The idea that teens and kids would be creating child pornography themselves and distributing it by cell phone was never contemplated at the time [child pornography] laws were originally passed. Now, with the influx of technology, we have kids doing things that they were not doing before – creating content, creating pictures, and sending pictures – and, frankly, allowing that technology to be a part of their lives to the extent where it’s even a part of their sex lives. Kids in our current culture allow technology to infiltrate everything they do. They express themselves, whether it’s anger, love, hate, or intimacy, through technology.
2. Teens have few legal rights and protections, especially in schools.
Students are losing constitutional rights – the right to privacy and their expectation of privacy on school grounds. Their cell phones areย getting seized more often and inspected,ย and these pictures are being found. School officials think nothing of saying, “Give me that cell phone,” and paging through it. The courts aren’t doing much about it. Every once in a while you’ll have a brave judge that will stand up and say, “That’s wrong.” The information is coming to light more often as those constitutional rights are being whittled away.
3. Charging a teen with producing child pornography is unnecessary and unfair, even if you want to use the legal system to address a case of nonconsensual sexting.

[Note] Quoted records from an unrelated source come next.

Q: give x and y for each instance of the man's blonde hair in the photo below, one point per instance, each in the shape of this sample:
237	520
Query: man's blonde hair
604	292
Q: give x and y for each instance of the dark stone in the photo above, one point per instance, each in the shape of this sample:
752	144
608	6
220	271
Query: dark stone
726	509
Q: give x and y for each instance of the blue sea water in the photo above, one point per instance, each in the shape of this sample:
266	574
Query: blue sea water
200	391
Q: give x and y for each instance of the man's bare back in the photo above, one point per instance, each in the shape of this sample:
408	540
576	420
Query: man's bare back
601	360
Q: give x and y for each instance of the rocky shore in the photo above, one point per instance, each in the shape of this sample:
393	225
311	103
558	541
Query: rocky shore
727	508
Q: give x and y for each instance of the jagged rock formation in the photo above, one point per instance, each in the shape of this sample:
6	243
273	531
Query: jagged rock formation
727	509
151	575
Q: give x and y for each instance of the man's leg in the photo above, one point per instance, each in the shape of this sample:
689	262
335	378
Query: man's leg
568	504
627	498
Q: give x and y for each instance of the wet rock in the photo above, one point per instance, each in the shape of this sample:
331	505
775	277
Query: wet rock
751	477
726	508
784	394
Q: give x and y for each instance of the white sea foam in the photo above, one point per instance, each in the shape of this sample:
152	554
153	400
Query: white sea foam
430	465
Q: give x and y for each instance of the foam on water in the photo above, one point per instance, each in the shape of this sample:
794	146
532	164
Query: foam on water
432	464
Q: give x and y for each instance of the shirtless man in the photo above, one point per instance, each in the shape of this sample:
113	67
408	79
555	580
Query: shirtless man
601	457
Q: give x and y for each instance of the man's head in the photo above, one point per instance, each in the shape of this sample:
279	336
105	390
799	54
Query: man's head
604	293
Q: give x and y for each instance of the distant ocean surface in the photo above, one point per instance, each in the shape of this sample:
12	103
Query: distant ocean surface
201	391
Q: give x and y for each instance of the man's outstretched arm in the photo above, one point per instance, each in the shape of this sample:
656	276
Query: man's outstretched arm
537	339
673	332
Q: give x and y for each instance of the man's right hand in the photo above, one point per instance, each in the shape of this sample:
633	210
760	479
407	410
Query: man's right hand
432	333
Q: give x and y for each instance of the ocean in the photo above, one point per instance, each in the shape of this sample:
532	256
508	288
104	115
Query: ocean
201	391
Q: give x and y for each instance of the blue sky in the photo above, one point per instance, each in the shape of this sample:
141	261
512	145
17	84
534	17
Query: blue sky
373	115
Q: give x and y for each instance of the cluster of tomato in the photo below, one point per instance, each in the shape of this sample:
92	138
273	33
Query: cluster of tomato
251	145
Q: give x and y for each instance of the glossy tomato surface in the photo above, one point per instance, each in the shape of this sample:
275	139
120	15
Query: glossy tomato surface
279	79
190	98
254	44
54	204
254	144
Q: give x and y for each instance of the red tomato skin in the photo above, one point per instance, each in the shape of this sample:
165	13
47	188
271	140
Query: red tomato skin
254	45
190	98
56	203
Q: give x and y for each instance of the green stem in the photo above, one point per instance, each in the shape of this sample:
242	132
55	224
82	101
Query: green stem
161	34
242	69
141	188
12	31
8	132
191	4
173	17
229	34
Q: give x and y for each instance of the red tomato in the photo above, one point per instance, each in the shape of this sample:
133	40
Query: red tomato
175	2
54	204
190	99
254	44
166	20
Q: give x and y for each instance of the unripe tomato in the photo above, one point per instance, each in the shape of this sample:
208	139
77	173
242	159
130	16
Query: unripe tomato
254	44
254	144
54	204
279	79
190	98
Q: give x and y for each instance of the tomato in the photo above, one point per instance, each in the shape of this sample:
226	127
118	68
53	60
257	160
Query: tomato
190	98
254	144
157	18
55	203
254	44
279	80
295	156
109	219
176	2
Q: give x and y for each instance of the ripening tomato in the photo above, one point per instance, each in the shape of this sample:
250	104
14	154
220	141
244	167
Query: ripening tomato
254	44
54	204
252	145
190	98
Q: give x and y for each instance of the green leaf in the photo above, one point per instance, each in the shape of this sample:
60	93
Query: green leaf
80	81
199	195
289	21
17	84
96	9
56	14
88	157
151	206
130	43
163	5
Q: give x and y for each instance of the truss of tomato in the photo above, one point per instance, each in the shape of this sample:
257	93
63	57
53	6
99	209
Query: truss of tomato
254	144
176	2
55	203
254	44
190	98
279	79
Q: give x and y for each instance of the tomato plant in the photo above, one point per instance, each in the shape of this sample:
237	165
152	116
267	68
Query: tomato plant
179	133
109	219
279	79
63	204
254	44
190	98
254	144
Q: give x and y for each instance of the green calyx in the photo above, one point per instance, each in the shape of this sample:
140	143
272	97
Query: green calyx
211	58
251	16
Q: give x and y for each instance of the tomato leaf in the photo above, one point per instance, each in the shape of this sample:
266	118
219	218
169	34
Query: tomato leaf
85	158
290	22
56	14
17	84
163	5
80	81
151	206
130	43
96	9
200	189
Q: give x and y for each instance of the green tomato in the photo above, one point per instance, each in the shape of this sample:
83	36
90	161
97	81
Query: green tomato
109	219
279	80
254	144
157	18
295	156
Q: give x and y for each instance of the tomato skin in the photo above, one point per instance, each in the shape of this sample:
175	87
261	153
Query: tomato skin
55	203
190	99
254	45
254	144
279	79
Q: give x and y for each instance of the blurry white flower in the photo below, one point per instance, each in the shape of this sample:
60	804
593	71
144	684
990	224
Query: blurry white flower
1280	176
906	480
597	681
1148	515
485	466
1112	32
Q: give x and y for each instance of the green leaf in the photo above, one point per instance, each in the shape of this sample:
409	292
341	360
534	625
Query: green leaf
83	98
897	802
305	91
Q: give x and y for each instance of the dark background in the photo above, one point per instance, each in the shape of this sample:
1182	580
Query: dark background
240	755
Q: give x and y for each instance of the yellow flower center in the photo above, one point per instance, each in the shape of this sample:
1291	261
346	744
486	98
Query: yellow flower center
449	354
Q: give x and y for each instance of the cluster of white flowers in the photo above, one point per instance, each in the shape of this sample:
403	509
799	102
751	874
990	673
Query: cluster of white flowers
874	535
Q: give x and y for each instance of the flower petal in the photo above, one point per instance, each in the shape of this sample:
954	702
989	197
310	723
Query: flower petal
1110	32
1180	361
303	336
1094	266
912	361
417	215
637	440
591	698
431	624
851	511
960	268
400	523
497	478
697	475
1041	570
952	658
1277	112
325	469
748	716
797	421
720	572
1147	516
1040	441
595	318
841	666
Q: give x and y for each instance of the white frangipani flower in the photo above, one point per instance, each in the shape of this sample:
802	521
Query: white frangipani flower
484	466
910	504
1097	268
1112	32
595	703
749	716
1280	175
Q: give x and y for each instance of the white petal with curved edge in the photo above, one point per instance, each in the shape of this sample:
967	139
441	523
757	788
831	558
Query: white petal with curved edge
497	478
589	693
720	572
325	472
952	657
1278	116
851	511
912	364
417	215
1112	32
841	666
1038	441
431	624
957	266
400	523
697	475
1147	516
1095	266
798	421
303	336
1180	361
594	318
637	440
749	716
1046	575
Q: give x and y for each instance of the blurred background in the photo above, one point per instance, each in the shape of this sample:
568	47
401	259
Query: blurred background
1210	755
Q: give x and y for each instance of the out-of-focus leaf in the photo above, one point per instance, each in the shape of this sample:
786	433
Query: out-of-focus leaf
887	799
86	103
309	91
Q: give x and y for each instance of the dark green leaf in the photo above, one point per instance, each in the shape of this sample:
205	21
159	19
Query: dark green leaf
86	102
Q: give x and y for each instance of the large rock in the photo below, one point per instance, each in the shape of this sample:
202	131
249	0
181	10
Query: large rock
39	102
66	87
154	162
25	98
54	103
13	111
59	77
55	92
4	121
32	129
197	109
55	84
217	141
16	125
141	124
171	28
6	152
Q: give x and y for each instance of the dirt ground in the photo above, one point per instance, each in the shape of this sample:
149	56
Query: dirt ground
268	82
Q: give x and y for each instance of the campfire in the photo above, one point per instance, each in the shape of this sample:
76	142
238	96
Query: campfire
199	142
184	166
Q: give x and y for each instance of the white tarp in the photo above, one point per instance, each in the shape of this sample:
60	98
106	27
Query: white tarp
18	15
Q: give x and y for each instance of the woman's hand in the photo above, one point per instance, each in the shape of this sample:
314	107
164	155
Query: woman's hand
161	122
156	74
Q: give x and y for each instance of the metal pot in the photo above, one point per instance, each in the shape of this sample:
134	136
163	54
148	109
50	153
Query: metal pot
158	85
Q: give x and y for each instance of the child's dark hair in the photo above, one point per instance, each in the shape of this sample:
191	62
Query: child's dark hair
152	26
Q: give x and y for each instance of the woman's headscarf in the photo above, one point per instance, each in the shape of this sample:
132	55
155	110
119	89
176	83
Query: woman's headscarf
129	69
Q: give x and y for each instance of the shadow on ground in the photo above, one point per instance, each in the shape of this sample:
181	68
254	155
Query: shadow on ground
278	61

A lot of this is a problem with prosecutorial discretion and simple humanity. There are statutes like disorderly conduct, harassment, and stalking – catch-all provisions that police officers and prosecutors always use when they don’t what to charge somebody with when there’s a new behavior at issue. There’s an annoying communication law in Florida. Certainly, there are numerous other options out there for law enforcement.
4. Teens are expected to meet unrealistic ideals for sexual behavior.
I think we’re holding kids to a higher standard for similar behavior than we do adults. When adults send pictures of themselves engaged in sexual activity to each other – a common thing – there’s no crime committed, it’s commonplace, it’s enjoyable and everybody goes on. Kids do exactly the same thing with other kids – they have the same desires and the same erotic feelings – but they’re held to a higher standard. All of a sudden, it’s this horrible crime. It strikes me as odd that we’re holding kids to a higher standard than adults.
What a find! These quotes are fantastic and I am so thrilled to have discovered the paper you linked to. It’s so refreshing to hear lawyers speak sanely about young people, and especially about the widespread sexual adultism that teens are so often oppressed by.
Thank you, thank you, thank you, for highlighting these quotes!
thanks for pointing me to your blog–great stuff. I am re-posting the link re: Witsell suicide. Thanks!